Splenosis Presenting as Pancreatic Neoplasm: Report of Two Cases

Case Report

Austin J Gastroenterol. 2014;1(3): 1015.

Splenosis Presenting as Pancreatic Neoplasm: Report of Two Cases

Beltrame V, Merigliano S and Sperti C*

Department of Surgery, Oncology and Gastroenterology, University of Padua, Italy

*Corresponding author: :Cosimo Sperti, Department of Surgery, Oncology and Gastroenterology, 3rd Surgical Clinic, University of Padua, via Giustiniani 2, 35128 Padova, Italy

Received: August 04, 2014; Accepted: August 18, 2014; Published: August 20, 2014


plenosis is the auto transplantation of splenic tissue generally seen after traumatic injury or elective splenectomy. Although this condition affects one to two thirds of patients submitted to splenectomy for trauma, Splenosis is rarely diagnosed preoperatively, and sometimes, it is mistaken for a neoplasm.

We report two consecutive patients, incidentally discovered to have a mass in the tail of the pancreas, during a work-up for other pathology. Both patients had undergone splenectomy, 12 and 14 years before, respectively.

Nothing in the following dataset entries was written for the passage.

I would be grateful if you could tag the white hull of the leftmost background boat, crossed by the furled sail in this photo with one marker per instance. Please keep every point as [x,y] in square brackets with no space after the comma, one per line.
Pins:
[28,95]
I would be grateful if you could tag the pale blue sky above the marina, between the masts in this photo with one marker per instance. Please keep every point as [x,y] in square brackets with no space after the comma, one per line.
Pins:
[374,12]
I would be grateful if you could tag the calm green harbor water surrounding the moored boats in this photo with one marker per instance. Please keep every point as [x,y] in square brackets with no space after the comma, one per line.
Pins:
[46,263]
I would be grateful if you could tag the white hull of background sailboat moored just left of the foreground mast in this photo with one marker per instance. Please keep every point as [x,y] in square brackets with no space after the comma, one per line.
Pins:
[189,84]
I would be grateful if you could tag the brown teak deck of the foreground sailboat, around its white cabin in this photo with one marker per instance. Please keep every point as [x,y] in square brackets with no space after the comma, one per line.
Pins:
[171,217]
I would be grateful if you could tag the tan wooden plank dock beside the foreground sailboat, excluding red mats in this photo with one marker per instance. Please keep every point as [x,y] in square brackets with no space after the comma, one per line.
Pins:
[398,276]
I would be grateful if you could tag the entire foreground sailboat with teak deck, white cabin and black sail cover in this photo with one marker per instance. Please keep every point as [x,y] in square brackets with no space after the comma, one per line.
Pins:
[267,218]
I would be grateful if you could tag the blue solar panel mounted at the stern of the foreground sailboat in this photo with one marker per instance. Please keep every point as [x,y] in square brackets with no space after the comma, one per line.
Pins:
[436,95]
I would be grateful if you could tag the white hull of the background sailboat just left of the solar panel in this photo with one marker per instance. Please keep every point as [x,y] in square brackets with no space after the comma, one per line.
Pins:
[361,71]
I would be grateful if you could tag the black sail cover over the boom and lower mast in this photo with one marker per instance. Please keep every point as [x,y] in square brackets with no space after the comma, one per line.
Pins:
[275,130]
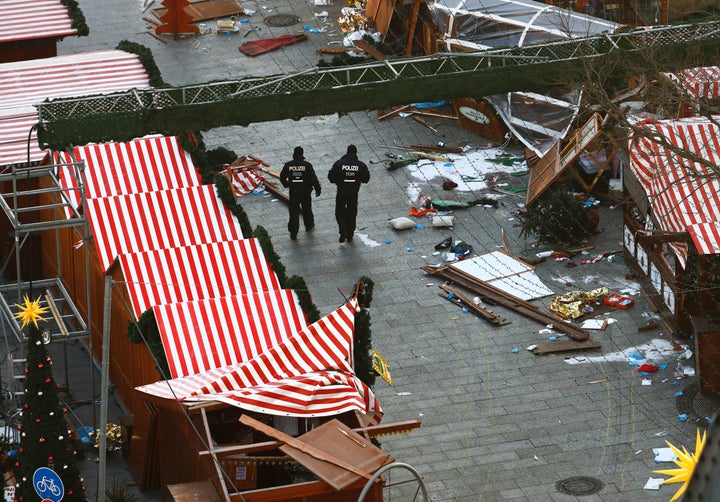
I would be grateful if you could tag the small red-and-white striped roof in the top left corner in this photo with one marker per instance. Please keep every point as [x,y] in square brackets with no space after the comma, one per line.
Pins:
[33,19]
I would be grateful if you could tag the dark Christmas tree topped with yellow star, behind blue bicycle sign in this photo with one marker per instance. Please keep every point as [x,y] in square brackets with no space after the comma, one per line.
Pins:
[45,468]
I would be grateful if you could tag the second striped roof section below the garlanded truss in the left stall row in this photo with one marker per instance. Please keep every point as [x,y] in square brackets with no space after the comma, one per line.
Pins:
[159,220]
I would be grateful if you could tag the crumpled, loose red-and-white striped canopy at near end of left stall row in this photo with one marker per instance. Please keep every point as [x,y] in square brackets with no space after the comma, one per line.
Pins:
[307,375]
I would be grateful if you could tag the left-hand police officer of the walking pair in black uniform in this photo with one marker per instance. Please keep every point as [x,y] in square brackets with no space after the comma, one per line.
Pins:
[299,175]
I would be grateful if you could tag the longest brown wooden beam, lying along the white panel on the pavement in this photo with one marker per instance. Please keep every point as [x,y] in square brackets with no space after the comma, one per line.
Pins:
[522,307]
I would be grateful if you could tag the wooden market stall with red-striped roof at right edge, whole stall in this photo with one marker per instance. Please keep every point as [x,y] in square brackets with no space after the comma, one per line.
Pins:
[672,230]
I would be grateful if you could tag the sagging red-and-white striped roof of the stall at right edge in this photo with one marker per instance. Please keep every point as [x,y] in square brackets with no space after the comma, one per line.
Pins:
[684,194]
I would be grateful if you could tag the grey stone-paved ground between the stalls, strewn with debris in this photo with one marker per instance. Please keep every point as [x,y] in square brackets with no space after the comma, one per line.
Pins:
[497,424]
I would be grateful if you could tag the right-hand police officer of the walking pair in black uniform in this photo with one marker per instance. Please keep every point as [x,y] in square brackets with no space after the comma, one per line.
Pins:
[347,173]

Abdominal ultra sonography, computed tomography, and magnetic resonance imaging demonstrated a round, solid mass with low contrast enhancement in the pancreatic tail: both clinical and radiologic findings suggested for the first patient, a solid-cystic or neuroendocrine tumour of the pancreas. After distal pancreatectomy, microscopic examination revealed heterotrophic splenic tissue. The second patient presented with two solid, round masses in the tail, and in the peripancreatic tissue of the head of the pancreas, respectively. Tc-99 sulphur colloid scintigraphic showed intense tracer uptake in both lesions, suggesting the presence of splenic tissue. So, surgical operation was avoided. Splenosis should be considered in the differential diagnosis of incidental pancreatic masses in previously splenectomised patients.

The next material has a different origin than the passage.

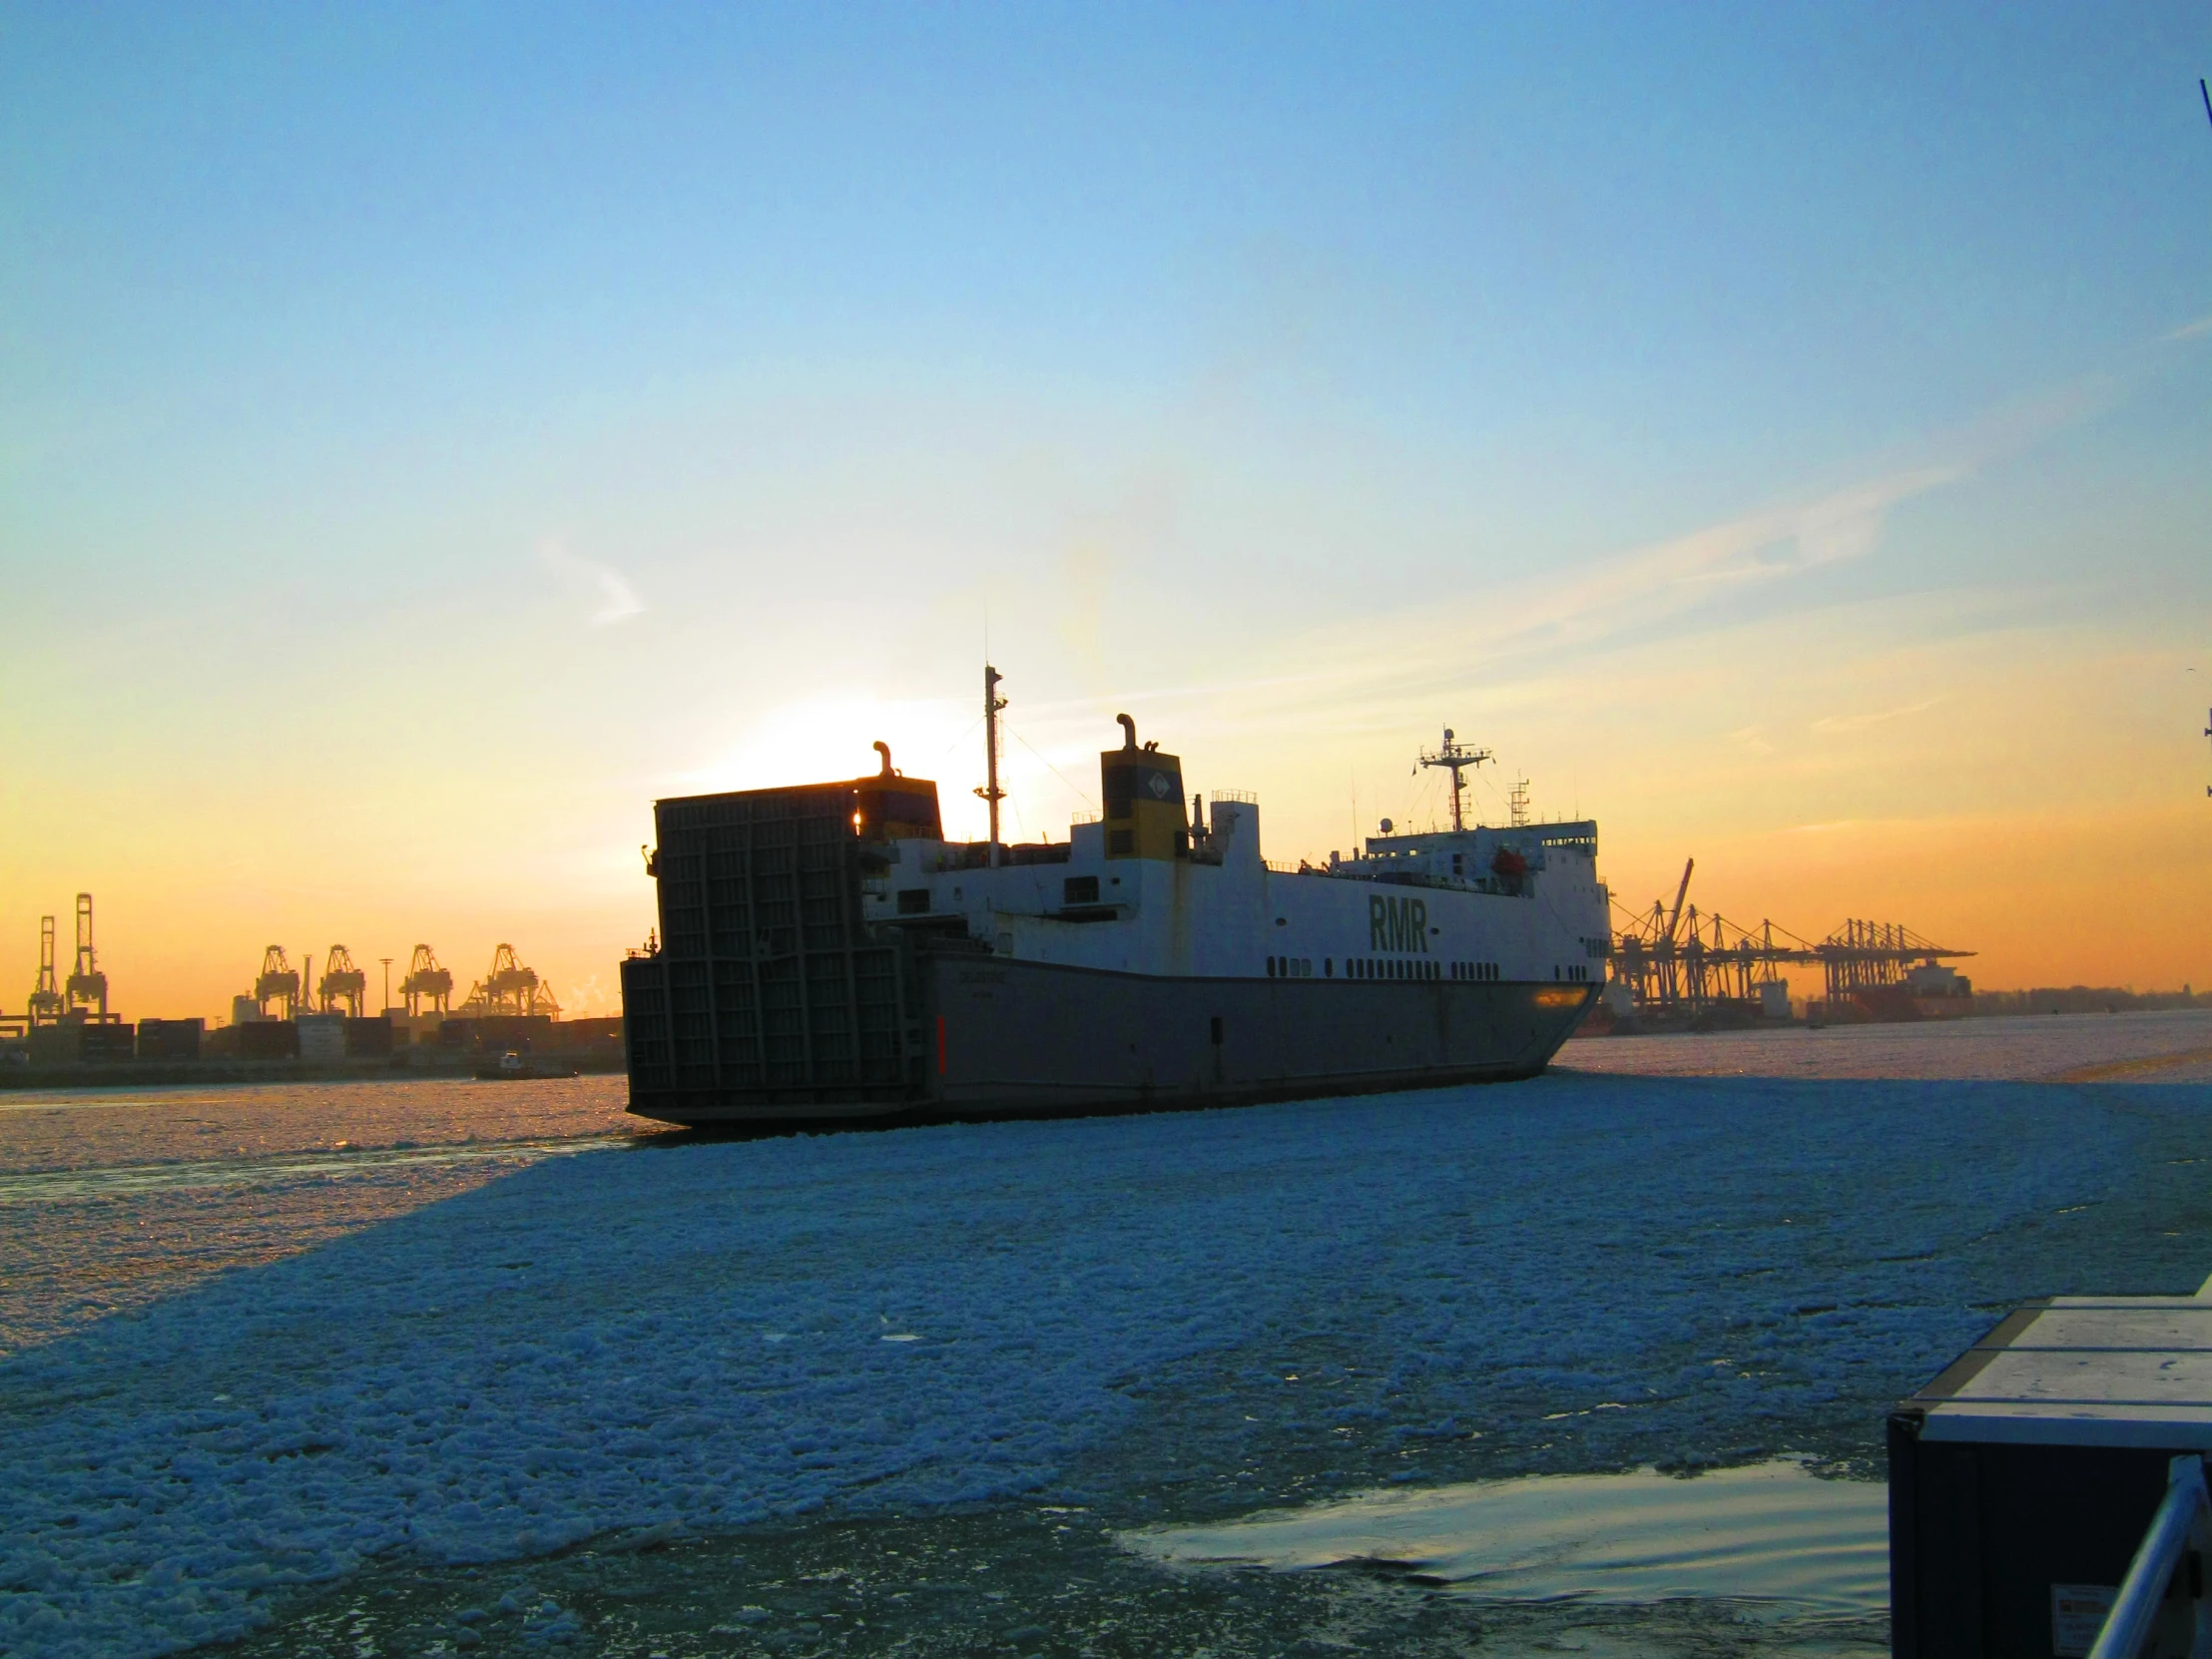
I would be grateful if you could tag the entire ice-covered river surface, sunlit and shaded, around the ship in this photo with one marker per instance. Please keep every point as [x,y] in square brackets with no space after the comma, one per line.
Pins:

Keywords: Accessory spleen; Pancreas; Pancreatic neoplasm; Splenectomy; Splenosis

Case Presentation

Case 1

A 57-year-old woman was referred to our Department for a 1-year history of a solid mass in the tail of the pancreas. Her medical history included hysterectomy 14 years before, and anterior resection of sigmoid colon cancer with splenectomy for spleen injury, 12 years before. The pancreatic mass was incidentally discovered by abdominal ultra sonography during follow-up evaluation after endoscopic excision of bladder polyps. She had no symptoms or any remarkable physical signs. Routine laboratory tests were within normal range, including carcinoembrionic antigen (CEA) and carbohydrate antigen, CA 19-9. Magnetic resonance imaging (MRI), confirmed the presence of 4 x 3 cm, slightly contrast enhanced mass in the tail of the pancreas. The enhancement pattern was homogeneous, with regular margins. An integrated positron emission tomography with computed tomography (CT) acquisition (PET/CT) using 18-Fluorodeoxyglucose (FDG) revealed a 4-cm, low-density, lesion with low FDG uptake in the tail of the pancreas (SUV=1.5): the mass had some internal septa, but did not show contrast enhancement (Figure 1).